By Tom Jenkins
For December 2019, we have selected: Cree et al., Inebilizumab for the treatment of neuromyelitis optica (N-MOmentum): a double-blind, randomised placebo-controlled phase 2/3 trial Lancet 2019 Epub ahead of print Sept 5.
Neuroinflammatory disease is the subject of this month’s selected paper, which reports a successful trial of an anti-CD19 B-cell depleting monoclonal antibody in neuromyelitis optica spectrum disorder (NMOSD), a severe disease in urgent need of evidence-based therapies.
NMOSD is an aggressive and disabling neuroinflammatory disease that commonly affects the optic nerves and spinal cord, and sometimes the diencephalon, brainstem and cerebral hemispheres. No approved therapies currently exist. Clinicians use immunosuppressants empirically to prevent attacks, and incomplete recovery is common. The authors tested inebilizumab, a humanised IgG1 kappa monoclonal antibody that binds to the CD19 B-cell surface antigen. Previous studies in multiple sclerosis had demonstrated safety. The aim of this phase 2/3 trial was to assess both safety and efficacy of inebilizumab to reduce attacks and disability in NMOSD.
This was a multi-centre international trial that recruited from 99 clinics in 25 countries, coordinated from San Francisco. Inclusion criteria were age 18 or older, a diagnosis of NMOSD, an Expanded Disability Status Score (EDSS) of 8 or less, and either a history of at least one attack in the last 12 months requiring rescue therapy (intravenous corticosteroids, intravenous immunoglobulins or plasma exchange, alone or in combination), or at least two attacks requiring rescue therapy in the last two years. Both aquaporin-4 seropositive and seronegative patients were included; Wingerchuk criteria had to be met.
Following screening, patients were randomised 3:1 to either 300mg intravenous inebilizumab or placebo with double blinding, and dosed twice on days 1 and 15. All participants also received oral steroids (prednisolone 20mg od or equivalent) between days 1 to 14, then tapered over a week to zero (because of concerns about triggering acute attacks at treatment initiation, which had previously been observed with rituximab therapy). No other immunosuppressants were permitted. Patients were followed for 197 days. An open-label extension of 12 months was offered. The primary outcome was occurrence of an NMOSD attack, determined by an adjudication committee, between day 1 and day 197. An attack was defined as the presence of a new symptom or worsening of existing symptoms related to NMOSD, according to predefined criteria, and MRI data were reviewed. Secondary outcomes were EDSS score, low-contrast visual acuity, active MRI lesion load, and number of hospitalisations. Circulating B cell levels were measured. Cox proportional hazards and regression models were applied and analysis was by intention to treat. The trial was funded by the pharmaceutical company that produced the medication, who played a role in the conduct of the study, in association with independent eligibility, adjudication and data monitoring committees.
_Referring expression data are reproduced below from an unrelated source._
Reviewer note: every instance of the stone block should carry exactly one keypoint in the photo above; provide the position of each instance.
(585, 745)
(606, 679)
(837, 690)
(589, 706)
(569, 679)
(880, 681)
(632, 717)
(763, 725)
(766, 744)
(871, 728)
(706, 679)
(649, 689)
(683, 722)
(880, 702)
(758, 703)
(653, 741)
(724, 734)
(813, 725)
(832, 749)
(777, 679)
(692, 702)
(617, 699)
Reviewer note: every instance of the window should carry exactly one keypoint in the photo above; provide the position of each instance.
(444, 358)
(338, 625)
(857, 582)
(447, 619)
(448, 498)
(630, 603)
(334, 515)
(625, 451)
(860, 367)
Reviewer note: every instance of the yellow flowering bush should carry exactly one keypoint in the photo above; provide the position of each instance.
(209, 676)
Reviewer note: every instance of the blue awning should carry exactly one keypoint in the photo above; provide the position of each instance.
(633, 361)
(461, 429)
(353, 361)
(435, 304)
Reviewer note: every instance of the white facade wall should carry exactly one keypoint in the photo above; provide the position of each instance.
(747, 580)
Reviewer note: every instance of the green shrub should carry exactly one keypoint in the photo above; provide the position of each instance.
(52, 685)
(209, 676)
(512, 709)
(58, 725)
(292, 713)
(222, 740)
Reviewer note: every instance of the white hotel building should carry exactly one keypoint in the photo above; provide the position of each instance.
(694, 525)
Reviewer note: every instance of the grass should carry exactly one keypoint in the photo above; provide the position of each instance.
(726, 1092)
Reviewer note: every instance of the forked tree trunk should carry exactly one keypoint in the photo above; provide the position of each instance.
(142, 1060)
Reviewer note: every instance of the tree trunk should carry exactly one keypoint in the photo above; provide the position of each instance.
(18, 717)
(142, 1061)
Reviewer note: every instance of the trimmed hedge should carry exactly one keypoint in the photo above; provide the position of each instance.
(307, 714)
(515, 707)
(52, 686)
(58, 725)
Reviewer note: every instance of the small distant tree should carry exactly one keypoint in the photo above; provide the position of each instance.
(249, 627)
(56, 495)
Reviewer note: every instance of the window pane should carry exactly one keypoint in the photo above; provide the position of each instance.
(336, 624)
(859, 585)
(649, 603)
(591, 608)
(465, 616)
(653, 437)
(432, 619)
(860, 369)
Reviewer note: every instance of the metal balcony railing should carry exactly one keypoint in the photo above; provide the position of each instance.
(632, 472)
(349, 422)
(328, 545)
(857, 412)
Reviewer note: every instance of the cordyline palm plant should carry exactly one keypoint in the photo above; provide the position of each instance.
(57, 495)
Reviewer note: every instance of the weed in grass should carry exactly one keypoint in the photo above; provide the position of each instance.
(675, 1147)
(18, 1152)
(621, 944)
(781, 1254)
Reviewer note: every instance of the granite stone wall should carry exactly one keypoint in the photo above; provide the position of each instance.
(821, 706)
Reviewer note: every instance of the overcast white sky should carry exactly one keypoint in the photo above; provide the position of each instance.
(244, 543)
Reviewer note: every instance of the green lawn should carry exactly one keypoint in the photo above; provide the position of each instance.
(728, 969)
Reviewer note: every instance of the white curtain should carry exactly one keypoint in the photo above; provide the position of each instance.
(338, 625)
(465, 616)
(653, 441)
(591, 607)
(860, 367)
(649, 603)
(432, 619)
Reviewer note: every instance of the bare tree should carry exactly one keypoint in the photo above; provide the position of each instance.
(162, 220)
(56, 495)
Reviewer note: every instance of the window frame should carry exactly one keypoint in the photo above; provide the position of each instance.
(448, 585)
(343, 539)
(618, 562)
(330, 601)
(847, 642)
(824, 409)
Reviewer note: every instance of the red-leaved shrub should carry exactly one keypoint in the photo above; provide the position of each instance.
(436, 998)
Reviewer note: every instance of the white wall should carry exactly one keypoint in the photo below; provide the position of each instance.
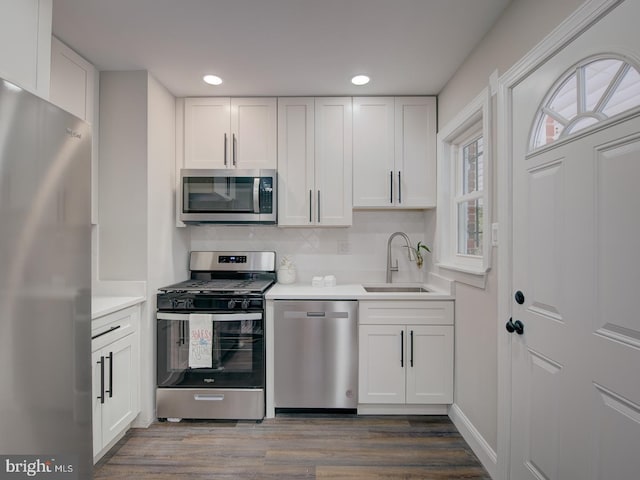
(167, 246)
(317, 251)
(137, 239)
(522, 25)
(122, 190)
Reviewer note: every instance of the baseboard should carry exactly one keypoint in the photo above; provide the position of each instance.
(476, 441)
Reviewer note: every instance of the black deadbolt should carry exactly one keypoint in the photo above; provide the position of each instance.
(516, 326)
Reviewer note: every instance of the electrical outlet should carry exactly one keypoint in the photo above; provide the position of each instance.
(494, 234)
(344, 248)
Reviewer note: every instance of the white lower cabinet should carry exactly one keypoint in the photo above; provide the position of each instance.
(115, 359)
(405, 353)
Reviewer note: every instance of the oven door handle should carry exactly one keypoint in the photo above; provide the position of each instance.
(216, 317)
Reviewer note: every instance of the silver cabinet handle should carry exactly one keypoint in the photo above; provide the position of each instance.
(235, 147)
(391, 186)
(256, 195)
(225, 149)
Four hundred and sixty-seven patients were screened, 231 enrolled, 175 allocated to inebilizumab and 56 to placebo. One patient was omitted from analysis because they did not receive the study drug. Ninety-three percent of enrolled patients were aquaporin-4 seropositive. The data monitoring committee stopped the trial early because of clear evidence of efficacy of inebilizumab, before the original target of 252 participants was met. There was a significant reduction in NMOSD attacks: 12% of the inebilizumab group (21/174) experienced a relapse compared to 39% (22/56) of placebo-treated patients (hazard ratio 0.27 (95% confidence interval 0.15-0.50), p<0.0001). For the secondary outcome measures, fewer patients had EDSS worsening, and there were fewer MRI lesions and hospitalisations with inebilizumab, but no difference in visual acuity. There was a drop in circulating B cell levels to less than 10% of baseline in the inebilizumab group. Adverse event rates were similar between groups, most commonly mild to moderate infusion reactions. Two deaths occurred during open label extension on inebilizumab, one related to pneumonia and a relapse of NMOSD. The second patient developed weakness, dysphasia and seizures with large new lesions on MRI and a differential diagnosis of acute disseminated encephalomyelitis, atypical NMOSD or progressive multifocal leukoencephalopathy was considered. JC virus testing was inconclusive, and the diagnosis remained uncertain; it was not possible to exclude a relationship to treatment. Neutropenia was seen in 2% of patients on inebilizumab, and was generally transient and asymptomatic.
The authors concluded that inebilizumab was effective at preventing relapses and disability in NMOSD, and that this is the first randomised controlled trial to demonstrate efficacy in this disorder.